Historical population
| Census | Pop. | Note | %± |
| 1910 | 175 |  | — |
| 1920 | 325 |  | 85.7% |
| 1930 | 267 |  | −17.8% |
| 1940 | 253 |  | −5.2% |
| 1950 | 200 |  | −20.9% |
| 1960 | 237 |  | 18.5% |
| 1970 | 226 |  | −4.6% |
| 1980 | 208 |  | −8.0% |
| 1990 | 154 |  | −26.0% |
| 2000 | 235 |  | 52.6% |
| 2010 | 256 |  | 8.9% |
| 2020 | 207 |  | −19.1% |
| 2025 (est.) | 202 | Decrease | −2.4% |
U.S. Decennial Census

==Commerce and industry==
Keo is known as one of Arkansas' largest pecan producers with a rich history in farming of cotton and rice. As in much of the surrounding region, agriculture is the driving economic force in the area around Keo, primarily in the cultivation of cotton, rice, soybean, and fish farms.

==Climate==
The climate in this area is characterized by hot, humid summers and generally mild to cool winters. According to the Köppen Climate Classification system, Keo has a humid subtropical climate, abbreviated "Cfa" on climate maps.

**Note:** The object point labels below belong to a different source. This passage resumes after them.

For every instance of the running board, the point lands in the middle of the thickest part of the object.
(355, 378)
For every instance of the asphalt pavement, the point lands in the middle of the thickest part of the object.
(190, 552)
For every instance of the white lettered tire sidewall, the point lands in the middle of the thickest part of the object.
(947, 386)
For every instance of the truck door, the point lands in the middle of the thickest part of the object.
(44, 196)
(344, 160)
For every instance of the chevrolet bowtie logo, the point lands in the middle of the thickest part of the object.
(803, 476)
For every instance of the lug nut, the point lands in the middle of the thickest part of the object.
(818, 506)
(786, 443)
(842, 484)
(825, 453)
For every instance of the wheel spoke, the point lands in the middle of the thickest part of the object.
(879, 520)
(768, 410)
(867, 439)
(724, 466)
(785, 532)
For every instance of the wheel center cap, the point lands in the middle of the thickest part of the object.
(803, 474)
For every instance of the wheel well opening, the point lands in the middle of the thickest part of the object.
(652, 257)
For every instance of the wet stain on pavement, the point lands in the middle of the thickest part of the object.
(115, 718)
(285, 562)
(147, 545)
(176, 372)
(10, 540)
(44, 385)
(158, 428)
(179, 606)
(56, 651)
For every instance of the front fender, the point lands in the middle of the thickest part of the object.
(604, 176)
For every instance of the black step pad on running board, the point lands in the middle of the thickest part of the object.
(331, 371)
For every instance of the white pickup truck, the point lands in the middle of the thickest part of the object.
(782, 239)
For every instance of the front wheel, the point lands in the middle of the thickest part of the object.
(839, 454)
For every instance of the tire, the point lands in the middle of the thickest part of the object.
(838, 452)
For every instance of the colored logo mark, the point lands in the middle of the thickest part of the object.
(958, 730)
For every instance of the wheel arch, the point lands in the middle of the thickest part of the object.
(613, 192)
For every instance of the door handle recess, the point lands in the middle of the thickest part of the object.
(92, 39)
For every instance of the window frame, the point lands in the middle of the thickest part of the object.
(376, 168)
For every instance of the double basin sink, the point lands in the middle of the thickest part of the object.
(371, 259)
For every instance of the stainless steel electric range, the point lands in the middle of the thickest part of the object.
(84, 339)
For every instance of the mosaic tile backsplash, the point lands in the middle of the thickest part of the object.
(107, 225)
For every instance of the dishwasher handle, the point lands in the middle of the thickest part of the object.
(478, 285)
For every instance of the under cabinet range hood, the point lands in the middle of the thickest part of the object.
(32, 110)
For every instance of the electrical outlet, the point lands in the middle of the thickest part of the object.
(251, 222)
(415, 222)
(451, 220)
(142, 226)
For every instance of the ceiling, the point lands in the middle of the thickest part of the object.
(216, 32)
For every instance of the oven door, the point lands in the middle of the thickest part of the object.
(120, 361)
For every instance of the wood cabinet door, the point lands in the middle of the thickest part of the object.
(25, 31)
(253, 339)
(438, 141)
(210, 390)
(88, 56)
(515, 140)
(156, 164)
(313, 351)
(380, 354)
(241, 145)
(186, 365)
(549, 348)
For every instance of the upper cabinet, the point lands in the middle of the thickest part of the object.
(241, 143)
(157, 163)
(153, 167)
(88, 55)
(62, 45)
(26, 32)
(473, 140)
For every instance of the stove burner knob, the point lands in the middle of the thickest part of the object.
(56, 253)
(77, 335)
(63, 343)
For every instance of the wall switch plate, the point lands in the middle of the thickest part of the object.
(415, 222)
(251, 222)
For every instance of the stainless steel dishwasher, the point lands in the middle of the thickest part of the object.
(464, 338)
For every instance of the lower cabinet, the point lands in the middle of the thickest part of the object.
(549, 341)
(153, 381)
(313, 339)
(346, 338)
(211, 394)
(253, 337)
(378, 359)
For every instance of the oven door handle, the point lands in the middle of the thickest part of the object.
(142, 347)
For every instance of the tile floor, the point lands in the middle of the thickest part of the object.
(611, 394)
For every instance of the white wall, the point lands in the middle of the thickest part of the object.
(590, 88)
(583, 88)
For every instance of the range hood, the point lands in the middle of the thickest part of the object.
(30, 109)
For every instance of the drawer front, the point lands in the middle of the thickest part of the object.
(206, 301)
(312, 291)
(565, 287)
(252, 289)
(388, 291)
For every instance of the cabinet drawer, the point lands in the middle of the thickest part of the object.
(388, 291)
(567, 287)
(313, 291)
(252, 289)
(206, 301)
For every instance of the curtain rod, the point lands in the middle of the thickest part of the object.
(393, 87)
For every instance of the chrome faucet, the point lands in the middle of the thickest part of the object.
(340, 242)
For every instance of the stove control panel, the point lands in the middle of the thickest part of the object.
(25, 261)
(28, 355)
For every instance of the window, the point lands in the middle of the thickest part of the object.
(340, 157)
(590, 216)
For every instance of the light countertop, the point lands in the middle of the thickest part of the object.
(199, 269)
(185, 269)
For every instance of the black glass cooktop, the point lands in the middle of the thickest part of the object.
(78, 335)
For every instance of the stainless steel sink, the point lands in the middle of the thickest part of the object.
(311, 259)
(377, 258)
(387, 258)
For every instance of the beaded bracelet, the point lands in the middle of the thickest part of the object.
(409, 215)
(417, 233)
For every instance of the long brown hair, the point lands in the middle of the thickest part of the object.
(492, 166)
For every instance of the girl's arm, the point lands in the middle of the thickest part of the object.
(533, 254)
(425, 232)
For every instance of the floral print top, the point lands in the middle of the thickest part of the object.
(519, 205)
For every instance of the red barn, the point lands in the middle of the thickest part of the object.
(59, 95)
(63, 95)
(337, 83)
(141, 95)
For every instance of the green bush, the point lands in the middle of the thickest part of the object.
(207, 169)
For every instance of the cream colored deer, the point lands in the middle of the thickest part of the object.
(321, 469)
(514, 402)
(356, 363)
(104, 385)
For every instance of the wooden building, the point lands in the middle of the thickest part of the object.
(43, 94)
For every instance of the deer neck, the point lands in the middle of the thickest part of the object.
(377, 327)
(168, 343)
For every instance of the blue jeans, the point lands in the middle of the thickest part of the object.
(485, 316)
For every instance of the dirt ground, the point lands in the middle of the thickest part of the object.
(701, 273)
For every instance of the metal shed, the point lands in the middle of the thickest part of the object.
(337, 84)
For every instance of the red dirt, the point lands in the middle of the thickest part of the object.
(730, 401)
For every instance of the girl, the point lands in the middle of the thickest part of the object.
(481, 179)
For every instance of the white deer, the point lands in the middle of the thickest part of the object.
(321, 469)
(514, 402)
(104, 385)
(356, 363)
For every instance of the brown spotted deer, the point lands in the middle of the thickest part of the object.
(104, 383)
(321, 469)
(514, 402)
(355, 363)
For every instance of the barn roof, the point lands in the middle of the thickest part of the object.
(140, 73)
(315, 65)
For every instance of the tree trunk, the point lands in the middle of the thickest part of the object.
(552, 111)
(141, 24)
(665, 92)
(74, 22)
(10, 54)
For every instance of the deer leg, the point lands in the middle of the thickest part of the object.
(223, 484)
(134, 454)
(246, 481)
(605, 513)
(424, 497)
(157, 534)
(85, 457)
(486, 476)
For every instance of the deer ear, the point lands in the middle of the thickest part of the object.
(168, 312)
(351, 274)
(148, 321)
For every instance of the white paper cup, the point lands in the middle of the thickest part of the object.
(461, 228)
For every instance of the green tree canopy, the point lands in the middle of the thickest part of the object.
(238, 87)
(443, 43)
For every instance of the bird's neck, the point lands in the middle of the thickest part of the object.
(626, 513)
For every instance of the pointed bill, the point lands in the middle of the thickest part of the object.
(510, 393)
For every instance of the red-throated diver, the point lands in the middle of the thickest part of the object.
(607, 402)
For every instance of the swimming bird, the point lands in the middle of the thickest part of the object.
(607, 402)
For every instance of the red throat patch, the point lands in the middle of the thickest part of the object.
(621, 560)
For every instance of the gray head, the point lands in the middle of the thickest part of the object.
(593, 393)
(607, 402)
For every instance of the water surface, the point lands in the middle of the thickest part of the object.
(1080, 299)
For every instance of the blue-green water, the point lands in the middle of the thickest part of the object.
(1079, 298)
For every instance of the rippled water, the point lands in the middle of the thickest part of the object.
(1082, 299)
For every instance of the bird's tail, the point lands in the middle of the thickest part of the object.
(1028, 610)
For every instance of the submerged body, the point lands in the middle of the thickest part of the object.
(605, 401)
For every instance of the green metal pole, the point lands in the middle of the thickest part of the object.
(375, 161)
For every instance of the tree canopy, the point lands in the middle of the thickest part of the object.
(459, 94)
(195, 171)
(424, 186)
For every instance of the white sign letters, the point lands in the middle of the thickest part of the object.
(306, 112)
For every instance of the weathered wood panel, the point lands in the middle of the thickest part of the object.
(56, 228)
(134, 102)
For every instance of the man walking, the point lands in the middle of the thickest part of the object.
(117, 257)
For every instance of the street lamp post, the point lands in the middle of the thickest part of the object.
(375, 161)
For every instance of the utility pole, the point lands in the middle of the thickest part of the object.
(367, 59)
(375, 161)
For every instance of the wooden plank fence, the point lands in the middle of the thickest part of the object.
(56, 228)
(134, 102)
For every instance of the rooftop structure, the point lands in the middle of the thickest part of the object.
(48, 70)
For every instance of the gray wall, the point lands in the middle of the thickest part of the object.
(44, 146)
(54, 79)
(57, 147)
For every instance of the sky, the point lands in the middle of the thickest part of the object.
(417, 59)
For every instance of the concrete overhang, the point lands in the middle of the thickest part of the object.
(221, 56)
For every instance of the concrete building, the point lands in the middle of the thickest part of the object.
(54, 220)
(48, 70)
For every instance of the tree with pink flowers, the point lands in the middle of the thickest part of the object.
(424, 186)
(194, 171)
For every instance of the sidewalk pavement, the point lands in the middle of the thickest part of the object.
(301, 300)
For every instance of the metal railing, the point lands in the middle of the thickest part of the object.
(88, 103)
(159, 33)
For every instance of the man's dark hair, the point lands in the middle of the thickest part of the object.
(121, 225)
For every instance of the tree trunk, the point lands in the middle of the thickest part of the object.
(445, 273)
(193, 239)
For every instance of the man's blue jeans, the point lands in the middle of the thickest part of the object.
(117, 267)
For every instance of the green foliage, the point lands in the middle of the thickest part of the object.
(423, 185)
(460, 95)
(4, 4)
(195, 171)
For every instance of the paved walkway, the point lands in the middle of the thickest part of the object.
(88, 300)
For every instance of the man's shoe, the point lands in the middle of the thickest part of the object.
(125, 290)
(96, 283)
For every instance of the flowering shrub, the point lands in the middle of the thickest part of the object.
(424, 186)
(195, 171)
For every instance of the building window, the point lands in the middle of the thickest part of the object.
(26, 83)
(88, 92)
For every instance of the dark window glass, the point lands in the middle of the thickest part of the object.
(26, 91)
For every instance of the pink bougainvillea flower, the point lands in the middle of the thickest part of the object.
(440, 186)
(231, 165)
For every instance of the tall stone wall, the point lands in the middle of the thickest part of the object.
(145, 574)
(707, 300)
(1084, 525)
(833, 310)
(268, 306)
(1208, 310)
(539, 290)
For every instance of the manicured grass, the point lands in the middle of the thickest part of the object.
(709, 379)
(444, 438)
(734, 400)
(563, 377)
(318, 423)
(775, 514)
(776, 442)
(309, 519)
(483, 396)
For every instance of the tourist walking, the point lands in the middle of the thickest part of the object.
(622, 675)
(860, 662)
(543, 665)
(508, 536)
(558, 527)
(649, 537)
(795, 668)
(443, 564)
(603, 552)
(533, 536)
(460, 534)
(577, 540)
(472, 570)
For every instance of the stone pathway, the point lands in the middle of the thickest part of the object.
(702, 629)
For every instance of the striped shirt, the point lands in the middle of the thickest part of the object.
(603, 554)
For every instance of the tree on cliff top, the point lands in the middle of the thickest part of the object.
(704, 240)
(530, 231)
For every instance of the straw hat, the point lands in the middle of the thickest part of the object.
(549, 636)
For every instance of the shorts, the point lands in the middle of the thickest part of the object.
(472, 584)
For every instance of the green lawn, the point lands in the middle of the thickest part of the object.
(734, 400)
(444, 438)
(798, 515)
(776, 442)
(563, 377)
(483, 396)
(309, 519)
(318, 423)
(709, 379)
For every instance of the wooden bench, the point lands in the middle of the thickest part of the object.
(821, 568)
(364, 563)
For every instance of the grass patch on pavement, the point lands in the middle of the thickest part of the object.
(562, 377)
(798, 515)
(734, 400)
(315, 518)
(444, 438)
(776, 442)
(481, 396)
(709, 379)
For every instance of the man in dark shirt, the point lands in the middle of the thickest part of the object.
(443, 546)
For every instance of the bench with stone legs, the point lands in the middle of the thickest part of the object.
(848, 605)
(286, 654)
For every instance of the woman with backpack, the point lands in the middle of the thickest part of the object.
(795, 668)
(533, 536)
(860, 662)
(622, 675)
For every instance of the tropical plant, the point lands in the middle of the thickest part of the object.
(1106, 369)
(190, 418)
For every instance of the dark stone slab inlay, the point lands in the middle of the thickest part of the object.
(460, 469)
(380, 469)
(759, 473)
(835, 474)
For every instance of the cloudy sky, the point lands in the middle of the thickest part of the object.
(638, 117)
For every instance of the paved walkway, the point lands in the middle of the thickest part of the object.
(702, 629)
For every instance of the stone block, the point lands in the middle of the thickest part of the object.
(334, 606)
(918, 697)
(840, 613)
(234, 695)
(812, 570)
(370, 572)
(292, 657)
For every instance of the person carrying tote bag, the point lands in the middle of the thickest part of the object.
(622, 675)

Climate data for Keo, Arkansas (1991–2020 normals, extremes 1948–present)
| Month | Jan | Feb | Mar | Apr | May | Jun | Jul | Aug | Sep | Oct | Nov | Dec | Year |
| Record high °F (°C) | 81 (27) | 83 (28) | 91 (33) | 93 (34) | 96 (36) | 103 (39) | 106 (41) | 107 (42) | 103 (39) | 95 (35) | 88 (31) | 81 (27) | 107 (42) |
| Mean maximum °F (°C) | 70.0 (21.1) | 73.7 (23.2) | 80.5 (26.9) | 84.7 (29.3) | 89.2 (31.8) | 93.8 (34.3) | 96.5 (35.8) | 96.8 (36.0) | 92.9 (33.8) | 87.5 (30.8) | 78.0 (25.6) | 70.9 (21.6) | 98.1 (36.7) |
| Mean daily maximum °F (°C) | 49.5 (9.7) | 54.3 (12.4) | 63.1 (17.3) | 72.5 (22.5) | 80.0 (26.7) | 86.9 (30.5) | 89.5 (31.9) | 88.8 (31.6) | 83.5 (28.6) | 73.8 (23.2) | 61.0 (16.1) | 51.9 (11.1) | 71.2 (21.8) |
| Daily mean °F (°C) | 40.3 (4.6) | 44.3 (6.8) | 52.5 (11.4) | 61.6 (16.4) | 70.0 (21.1) | 77.3 (25.2) | 80.0 (26.7) | 78.9 (26.1) | 72.6 (22.6) | 62.3 (16.8) | 50.8 (10.4) | 42.8 (6.0) | 61.1 (16.2) |
| Mean daily minimum °F (°C) | 31.1 (−0.5) | 34.3 (1.3) | 41.8 (5.4) | 50.6 (10.3) | 59.9 (15.5) | 67.7 (19.8) | 70.5 (21.4) | 68.9 (20.5) | 61.7 (16.5) | 50.7 (10.4) | 40.6 (4.8) | 33.8 (1.0) | 51.0 (10.6) |
| Mean minimum °F (°C) | 17.1 (−8.3) | 21.2 (−6.0) | 26.9 (−2.8) | 37.5 (3.1) | 47.9 (8.8) | 60.3 (15.7) | 65.0 (18.3) | 62.7 (17.1) | 49.8 (9.9) | 37.1 (2.8) | 27.3 (−2.6) | 21.6 (−5.8) | 14.4 (−9.8) |
| Record low °F (°C) | −5 (−21) | −3 (−19) | 12 (−11) | 29 (−2) | 38 (3) | 48 (9) | 54 (12) | 50 (10) | 34 (1) | 24 (−4) | 15 (−9) | −4 (−20) | −5 (−21) |
| Average precipitation inches (mm) | 3.84 (98) | 4.02 (102) | 5.05 (128) | 5.50 (140) | 4.80 (122) | 3.36 (85) | 3.53 (90) | 2.98 (76) | 3.14 (80) | 4.39 (112) | 4.46 (113) | 5.46 (139) | 50.53 (1,283) |
| Average snowfall inches (cm) | 1.0 (2.5) | 1.4 (3.6) | 0.5 (1.3) | 0.0 (0.0) | 0.0 (0.0) | 0.0 (0.0) | 0.0 (0.0) | 0.0 (0.0) | 0.0 (0.0) | 0.0 (0.0) | 0.0 (0.0) | 0.1 (0.25) | 3.0 (7.6) |
| Average precipitation days (≥ 0.01 in) | 8.9 | 9.1 | 9.8 | 9.0 | 9.9 | 6.8 | 7.1 | 6.4 | 6.2 | 7.2 | 7.9 | 8.9 | 97.2 |
| Average snowy days (≥ 0.1 in) | 0.6 | 0.6 | 0.2 | 0.0 | 0.0 | 0.0 | 0.0 | 0.0 | 0.0 | 0.0 | 0.0 | 0.1 | 1.5 |
Source: NOAA

==Education==
Keo is in the England School District, which includes England High School.